Departemen Keuangan AS mengumumkan bahwa pihak yang mengekspor atau memasok pengencer minyak untuk PDVSA akan dikenai sanksi. PDVSA memang telah lama bergantung pada impor pengencer dari AS. Pengencer itu dibutuhkan agar minyak mentah milik PDVSA yang berat dapat diolah dan menjadi layak ekspor.
"Perubahan bahasa menempatkan perusahaan internasional dalam pemberitahuan bahwa setiap keterlibatan berkelanjutan atau transaksi yang mereka miliki dengan pengencer penjualan PDVSA berisiko, atau dikenai sanksi potensial di masa depan," ujar seorang pejabat senior AS.
Pejabat tersebut menolak berkomentar tentang perusahaan asing yang terus memasok Venezuela. Namun dia mengatakan Pemerintah AS berencana mengambil tindakan ekonomi lebih lanjut dalam beberapa pekan mendatang.
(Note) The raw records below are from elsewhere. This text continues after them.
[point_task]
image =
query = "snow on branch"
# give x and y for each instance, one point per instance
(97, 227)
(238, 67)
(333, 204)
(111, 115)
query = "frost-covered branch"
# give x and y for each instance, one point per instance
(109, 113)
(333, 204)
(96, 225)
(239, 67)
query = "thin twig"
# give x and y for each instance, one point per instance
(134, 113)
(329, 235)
Pada Januari lalu, AS telah memberlakukan sanksi terhadap PDVSA, yakni berupa pemblokiran aset senilai miliaran dolar AS. Warga AS pun dilarang menjalin bisnis dengan Venezuela.
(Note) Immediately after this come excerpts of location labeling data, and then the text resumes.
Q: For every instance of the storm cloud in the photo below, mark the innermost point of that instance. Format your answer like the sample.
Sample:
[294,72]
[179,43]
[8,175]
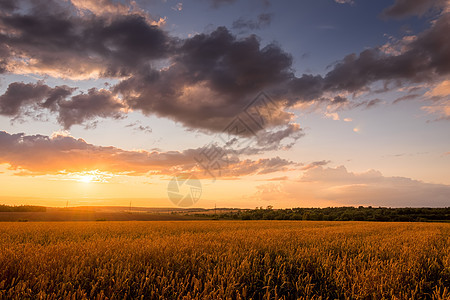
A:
[202,82]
Sanksi itu berdampak signifikan. Pada Mei lalu, ekspor minyak Venezuela turun sebesar 17 persen. Hal itu cukup wajar mengingat 41 persen minyak Venezuela dikirim ke AS.
Dalam hal politik, AS diketahui telah mendukung dan mengakui Juan Guaido sebagai presiden sementara Venezuela. Guaido merupakan pemimpin oposisi di negara tersebut.
Saat ini negara-negara Eropa seperti Prancis, Spanyol, Jerman, Inggris, Portugal, Swedia, Denmark, Austria, Albania, dan Belanda, juga telah mengakui kepemimpinan Guaido. Pengakuan terhadap Guaido diberikan karena Maduro mengabaikan seruan Uni Eropa untuk segera menyelenggarakan pemilu guna menunstaskan krisis politik di negara tersebut.
Kendati mendapatkan banyak tekanan, hingga kini Maduro masih memegang kontrol atas pemerintahan, termasuk militer. Dia memperoleh dukungan dari Rusia, Cina, Kuba, dan Turki.